Order 2+ RCPs: Preferences that, if realised, contribute to x-risks less directly than Order 1 preferences.

Examples

Conflict: Destroying a nation / winning a war – conducive to global conflict, which is conducive to extinction by global war

Society: winning elections / reducing crime – conducive to changing societal structure, which could be conducive to value lock-in

Growth: increasing profit – conducive to runaway growth of an organisation at the expense of other values, which could increase the chance of going out with a whimper.

Or any other preference that might make e.g. AI or biological x-risks more likely.


 

Neglected malevolent actor scenarios

While considering the characteristics of potential malevolent actors, some dangerous scenarios came to mind. These deserve attention but seem overlooked. 

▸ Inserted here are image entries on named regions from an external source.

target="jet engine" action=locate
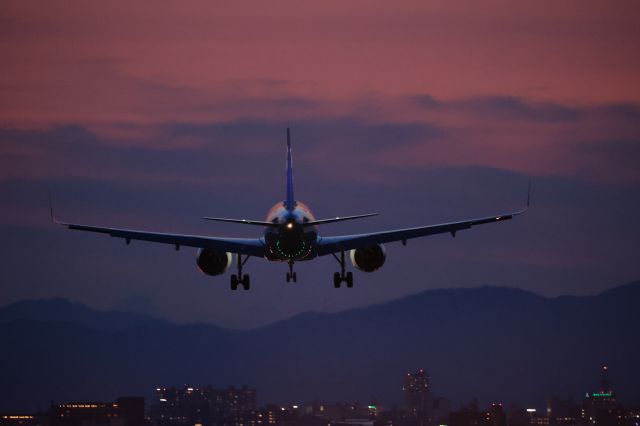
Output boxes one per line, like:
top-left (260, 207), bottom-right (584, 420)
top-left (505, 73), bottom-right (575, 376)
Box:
top-left (196, 248), bottom-right (233, 275)
top-left (351, 244), bottom-right (387, 272)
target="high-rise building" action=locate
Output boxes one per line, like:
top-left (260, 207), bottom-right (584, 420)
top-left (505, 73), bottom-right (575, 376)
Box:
top-left (581, 365), bottom-right (622, 426)
top-left (50, 397), bottom-right (144, 426)
top-left (403, 368), bottom-right (433, 424)
top-left (151, 386), bottom-right (256, 426)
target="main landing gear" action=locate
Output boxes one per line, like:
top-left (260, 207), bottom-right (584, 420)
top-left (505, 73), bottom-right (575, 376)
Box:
top-left (332, 251), bottom-right (353, 288)
top-left (287, 260), bottom-right (298, 283)
top-left (231, 253), bottom-right (251, 290)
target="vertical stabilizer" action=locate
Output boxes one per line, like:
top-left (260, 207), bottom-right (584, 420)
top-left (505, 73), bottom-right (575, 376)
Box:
top-left (284, 127), bottom-right (295, 211)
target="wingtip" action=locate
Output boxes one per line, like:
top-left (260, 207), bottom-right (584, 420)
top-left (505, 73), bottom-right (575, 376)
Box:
top-left (49, 189), bottom-right (64, 225)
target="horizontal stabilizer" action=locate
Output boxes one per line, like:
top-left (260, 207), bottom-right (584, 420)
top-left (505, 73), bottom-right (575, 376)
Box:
top-left (203, 217), bottom-right (278, 227)
top-left (303, 213), bottom-right (378, 226)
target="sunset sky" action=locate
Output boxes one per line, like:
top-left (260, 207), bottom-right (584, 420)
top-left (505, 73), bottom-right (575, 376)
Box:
top-left (0, 0), bottom-right (640, 328)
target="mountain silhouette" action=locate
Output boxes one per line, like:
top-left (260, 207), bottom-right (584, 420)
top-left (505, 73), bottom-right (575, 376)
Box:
top-left (0, 282), bottom-right (640, 410)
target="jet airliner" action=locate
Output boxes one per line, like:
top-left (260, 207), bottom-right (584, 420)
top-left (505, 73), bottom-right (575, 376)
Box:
top-left (50, 129), bottom-right (531, 290)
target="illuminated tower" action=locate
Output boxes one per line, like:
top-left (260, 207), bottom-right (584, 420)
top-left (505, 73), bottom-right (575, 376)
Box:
top-left (403, 368), bottom-right (433, 424)
top-left (582, 365), bottom-right (619, 426)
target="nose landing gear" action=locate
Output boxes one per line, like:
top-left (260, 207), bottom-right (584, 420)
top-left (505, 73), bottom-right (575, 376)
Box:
top-left (287, 261), bottom-right (298, 283)
top-left (332, 251), bottom-right (353, 288)
top-left (231, 253), bottom-right (251, 290)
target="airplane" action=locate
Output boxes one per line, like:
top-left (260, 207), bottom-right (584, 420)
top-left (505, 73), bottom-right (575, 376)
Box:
top-left (49, 128), bottom-right (531, 290)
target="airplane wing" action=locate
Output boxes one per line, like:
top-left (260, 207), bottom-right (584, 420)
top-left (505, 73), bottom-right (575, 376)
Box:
top-left (52, 220), bottom-right (265, 257)
top-left (317, 207), bottom-right (528, 256)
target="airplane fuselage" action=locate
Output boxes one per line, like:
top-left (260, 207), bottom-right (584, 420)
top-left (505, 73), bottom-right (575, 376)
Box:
top-left (264, 201), bottom-right (318, 262)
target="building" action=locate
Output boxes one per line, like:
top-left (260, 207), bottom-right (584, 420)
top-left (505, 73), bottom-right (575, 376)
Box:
top-left (448, 402), bottom-right (507, 426)
top-left (49, 397), bottom-right (145, 426)
top-left (402, 368), bottom-right (433, 425)
top-left (150, 386), bottom-right (256, 426)
top-left (581, 365), bottom-right (623, 426)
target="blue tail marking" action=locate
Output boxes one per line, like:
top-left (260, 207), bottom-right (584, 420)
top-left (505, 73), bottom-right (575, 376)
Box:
top-left (284, 127), bottom-right (296, 211)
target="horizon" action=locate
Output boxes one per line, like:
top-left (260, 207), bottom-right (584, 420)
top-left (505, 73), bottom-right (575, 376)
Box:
top-left (0, 280), bottom-right (640, 331)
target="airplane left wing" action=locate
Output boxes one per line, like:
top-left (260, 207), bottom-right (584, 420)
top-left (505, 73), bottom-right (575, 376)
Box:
top-left (53, 219), bottom-right (265, 257)
top-left (317, 203), bottom-right (528, 256)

Discussions about malevolent actors typically focus on either large nation-states that are pursuing global dominance or individuals possessing harmful psychological traits. To manage these threats, governance proposals include compute restrictions, cybersecurity measures, and personality assessments. 

But here are a few worrying scenarios not affected by those governance mechanisms, listed very roughly in order of likelihood (based solely on intuition):

  1. Open source distribution. With the goal of sharing the benefits of future AI technology across society, a group without any malevolent intentions could release open source models online, allowing malevolent actors to avoid conventional security measures.
  2. Altruistic leaks. An employee within a prominent AI lab, motivated by concerns over power concentration in corporate hands, might decide to leak a trained model online without any malicious intent. 
  3. Infiltration. A radicalized individual or an agent of a foreign state could infiltrate an AI lab, gain access to the model and share them with their associates.
  4. Radicalization. A staff member at a leading AI lab could become radicalized by certain philosophical ideas and choose to share the model with like-minded individuals, presenting again novel governance challenges.

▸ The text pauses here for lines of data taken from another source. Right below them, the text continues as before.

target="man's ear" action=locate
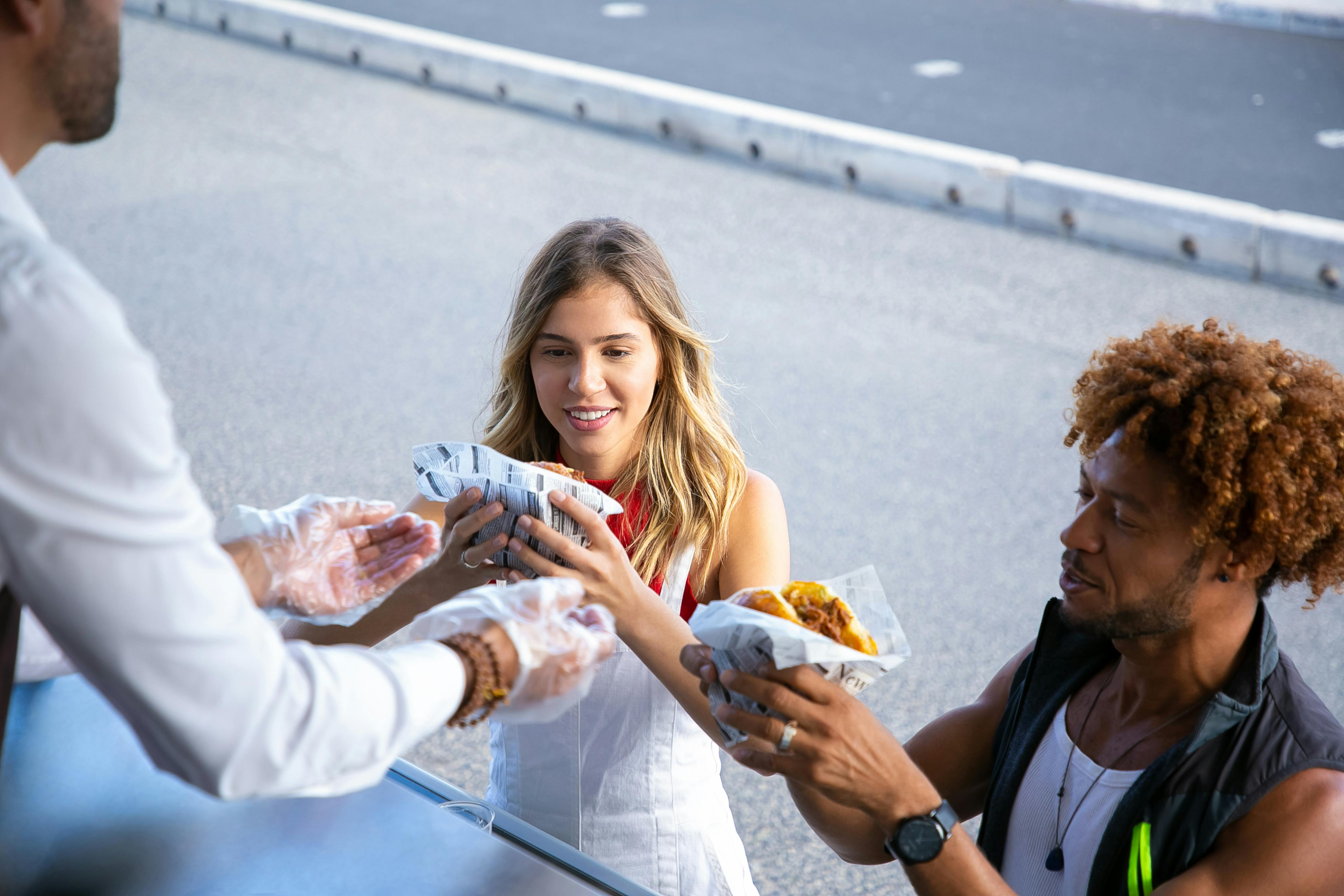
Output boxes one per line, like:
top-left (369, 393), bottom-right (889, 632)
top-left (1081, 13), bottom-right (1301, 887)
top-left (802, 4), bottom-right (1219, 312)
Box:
top-left (1219, 548), bottom-right (1274, 584)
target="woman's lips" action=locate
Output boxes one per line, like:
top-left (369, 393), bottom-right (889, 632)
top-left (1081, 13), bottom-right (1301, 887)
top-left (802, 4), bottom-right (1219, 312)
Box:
top-left (1059, 566), bottom-right (1097, 595)
top-left (565, 407), bottom-right (616, 433)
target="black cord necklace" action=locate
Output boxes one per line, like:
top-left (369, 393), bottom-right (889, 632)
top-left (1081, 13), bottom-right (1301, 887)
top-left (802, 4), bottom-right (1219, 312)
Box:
top-left (1046, 662), bottom-right (1203, 870)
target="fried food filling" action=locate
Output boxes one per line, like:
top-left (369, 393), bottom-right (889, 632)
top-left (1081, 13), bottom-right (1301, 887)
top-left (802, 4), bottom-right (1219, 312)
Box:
top-left (728, 582), bottom-right (878, 657)
top-left (532, 461), bottom-right (587, 482)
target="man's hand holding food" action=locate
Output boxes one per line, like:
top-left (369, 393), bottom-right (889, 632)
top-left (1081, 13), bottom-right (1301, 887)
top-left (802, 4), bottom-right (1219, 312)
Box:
top-left (681, 645), bottom-right (941, 835)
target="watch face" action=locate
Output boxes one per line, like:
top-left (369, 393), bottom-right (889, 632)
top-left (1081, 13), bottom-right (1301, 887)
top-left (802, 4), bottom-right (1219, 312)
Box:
top-left (896, 818), bottom-right (942, 862)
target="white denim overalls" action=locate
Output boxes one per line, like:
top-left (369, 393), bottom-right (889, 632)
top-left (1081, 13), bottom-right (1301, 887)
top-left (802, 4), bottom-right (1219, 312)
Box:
top-left (485, 551), bottom-right (757, 896)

Although more research is needed, we see at least two directions for developing governance proposals to address these challenges:

  1. Security clearances. Similar to the vetting of high-ranking government officials, national security agencies could implement comprehensive background checks within AI labs to mitigate risks related to infiltration and espionage.
  2. Thresholds for open sourcing. Investigating mechanisms to restrict the open sourcing of AI models that surpass a certain threshold of power could help prevent dangerous releases.

At this stage of research, we are not offering probability estimates for the likelihood of each scenario. Nonetheless, these examples underscore the need for a more comprehensive approach to AGI governance that encompasses a broader range of potential threats. It seems important to further explore and assess these scenarios, and to offer governance solutions for both governments and AI research labs. 

Conclusion

This post has explored ways to evaluate the dangerousness of actors and their preferences, and highlighted some neglected scenarios featuring malevolent actors.

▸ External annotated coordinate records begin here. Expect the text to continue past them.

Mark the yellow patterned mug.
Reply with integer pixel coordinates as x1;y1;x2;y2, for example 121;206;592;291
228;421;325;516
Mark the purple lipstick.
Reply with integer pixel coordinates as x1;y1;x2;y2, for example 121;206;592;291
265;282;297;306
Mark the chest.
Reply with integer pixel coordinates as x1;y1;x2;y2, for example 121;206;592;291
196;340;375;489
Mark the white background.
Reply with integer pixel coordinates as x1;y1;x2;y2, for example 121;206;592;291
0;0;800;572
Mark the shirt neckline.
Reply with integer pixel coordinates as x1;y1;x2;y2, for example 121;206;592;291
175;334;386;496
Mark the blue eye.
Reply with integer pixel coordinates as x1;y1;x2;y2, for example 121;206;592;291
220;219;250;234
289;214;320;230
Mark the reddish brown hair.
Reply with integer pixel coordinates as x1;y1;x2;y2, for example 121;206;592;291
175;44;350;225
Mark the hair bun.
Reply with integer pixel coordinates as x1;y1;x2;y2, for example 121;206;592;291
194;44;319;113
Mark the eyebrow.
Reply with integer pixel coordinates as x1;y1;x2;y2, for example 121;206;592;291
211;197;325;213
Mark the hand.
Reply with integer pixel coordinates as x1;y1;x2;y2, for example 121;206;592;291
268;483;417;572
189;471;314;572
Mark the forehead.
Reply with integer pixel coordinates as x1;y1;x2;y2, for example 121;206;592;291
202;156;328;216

To assess and identify dangerousness more effectively, we unpacked the underlying factors contributing to the dangerousness of malevolent actors: the proximity of their preferences to wishing for catastrophic outcomes, their willingness to act on those preferences, and their resources. 

We introduced the concept of “risk-conducive preferences” to encompass a wider set of dangerous preferences highlighting that these preferences are placed along a continuum.

Finally, we provided scenarios that might currently be neglected by existing governance mechanisms.

The following figures (Figure 1 and Figure 2) show how our work fits together with governance proposals. 

Figure 1. Breakdown of actor preferences and plausible pathways to bad outcomes.


 

Figure 2. Possible governance mechanisms (dark blue background) to address pathways to bad outcomes outlined in Figure 1.

We encourage others to build upon this work. Here are a few avenues for future exploration:

  1. Researchers could put together a more extensive list of potentially dangerous actors, and evaluate their likelihood of acquiring and deploying AGI. This helps with knowing which governance mechanisms to implement. 
  2. A further breakdown of the underlying psychological conditions of malevolent actors might improve the framework for assessing “dangerousness”. Researchers with a background in psychology might want to dig deeper into the causes for factors such as “willingness to cause disruption” and explore potential targets for governance interventions, such as help for schizophrenic patients or addressing social isolation. This approach might interface well with the existing literature on radicalization.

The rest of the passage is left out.